Agricultural production: assessment of the potential use of Cas9-mediated gene drive systems for agricultural pest control
Published in Journal of Responsible Innovation, 2018
Maxwell J. Scott, Fred Gould, Marcé Lorenzen, Nathaniel Grubbs, Owain Edwards, David O’Brochta
Historically, Hemiptera have not been the focus of efforts to develop genetics-based population control programs like SIT. There are some species, such as B. tabaci, that might be amenable to gene drive-based control or eradication strategies for a number of reasons. First, B. tabaci is easy to rear and has life history characteristics that make the development and introduction of various genetic technologies highly feasible in the laboratory (David O’Brochta, unpublished results). B. tabaci is highly fecund with a short life cycle of about three weeks under appropriate temperature conditions.
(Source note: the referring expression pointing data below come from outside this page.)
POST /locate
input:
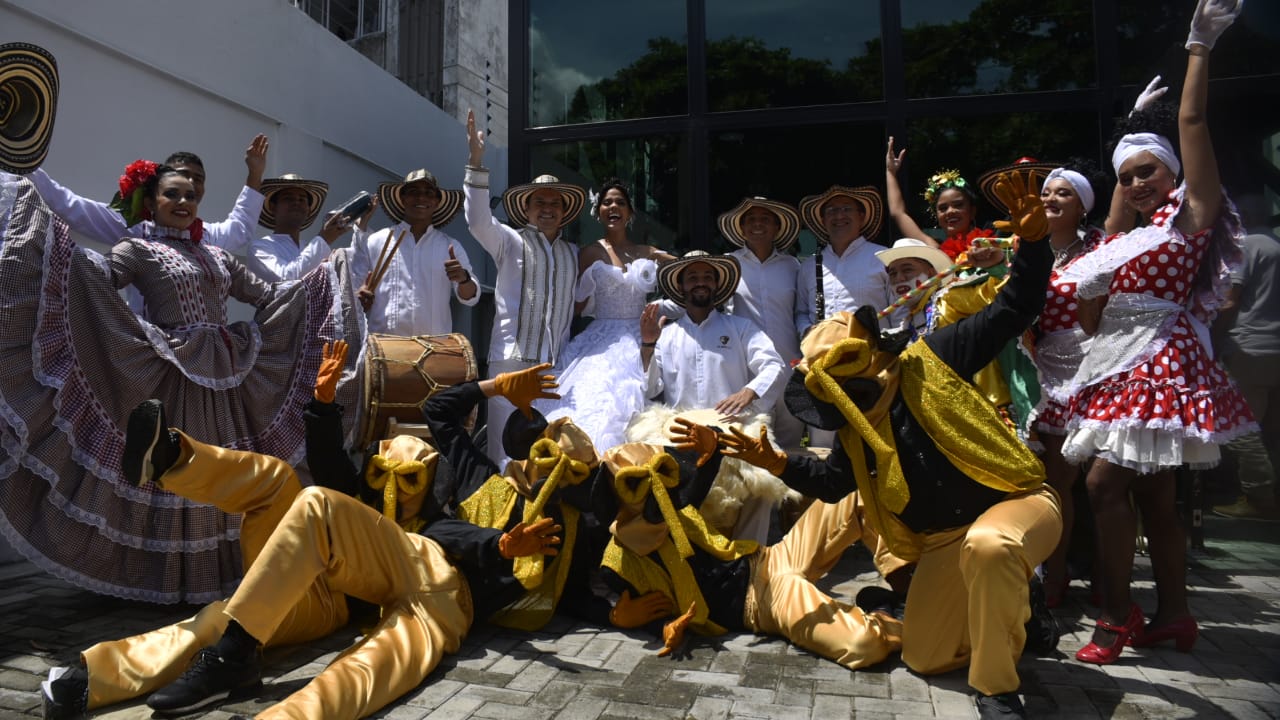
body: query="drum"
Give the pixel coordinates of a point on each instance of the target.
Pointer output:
(402, 372)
Its eggs are about 150–200 microns in length, are easily collected, and have a very thin, translucent chorion (outer membrane) that is easily penetrated by the glass needles used to inject genetic technologies (nucleic acids and/or proteins) into developing embryos (Crisione, O’Brochta, and Reid 2015). B. tabaci has a long, slow embryonic development requiring approximately nine days to complete. Blastoderm formation, the cutoff for effective injection of most genetic technologies, occurs between the sixth and ninth hours of development (David O’Brochta, unpublished results). This extended embryonic development is convenient for developing embryo microinjection protocols for preblastoderm embryos and performing the various manipulations needed to introduce gene drive or other genetic technologies into the germ-line of insects. Preblastoderm embryo microinjection is currently the only method for introducing genetic technologies into the germ-line of insects. B. tabaci have haplo/diploid sex determination, with haploid males developing from unfertilized eggs and females developing from fertilized eggs, making them excellent subjects for genetic studies. Haploidy simplifies a number of genetic analyses and procedures, such as mutant screens and the assembly of complex genotypes involving linked and unlinked loci, among other things. One consequence of haploidy is that Cas9-mediated gene drive would only occur in heterozygous females as the drive mechanism involves copying the Cas9 gene casette to the homologous chromosome (Esvelt et al. 2014), which cannot occur in haploids.